Defectiveness Schema:  The feeling that one is bad, unwanted, inferior, or unimportant.

Detached Self-Soother Mode:  This mode can be triggered by feelings of inferiority, or may just involve a desire to detach; in this mode a person “turns off” his feelings by comforting himself and detaching emotionally from others; this mode usually involves addictions and emotional disengagement.

Early Maladaptive Schema:  A broad pervasive theme or pattern comprised of memories, emotions, cognitions, and bodily sensations regarding oneself and one’s relationships with others; developed during childhood and elaborated throughout one’s lifetime; are dysfunctional.

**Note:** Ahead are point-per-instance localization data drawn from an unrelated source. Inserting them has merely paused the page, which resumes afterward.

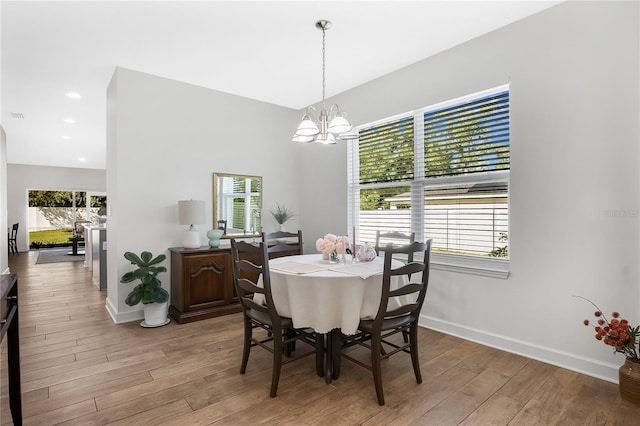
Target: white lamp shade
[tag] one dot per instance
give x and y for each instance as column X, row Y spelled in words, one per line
column 307, row 127
column 327, row 139
column 339, row 125
column 302, row 139
column 191, row 212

Emotional Deprivation Schema: The belief that one’s desire for a normal degree of emotional support will not be met.  The three major forms of emotional deprivation are needs for nurturance, empathy, and protection.

Lonely Child Mode:  This is a mode or persona that is triggered by feelings of emotional deprivation and defectiveness schemas.

Schema Modes:  Personas which are developed to cope with the underlying maladaptive schemas triggered in interpersonal relationships.  Modes are transitional and rigid – that is, you cannot change them.

Schema:  A pattern imposed on reality or experience to help individuals explain it.

Self-Aggrandizer Mode:  This is a mode that transfers feelings of inferiority by overcompensating and becoming superior, entitled, and arrogant.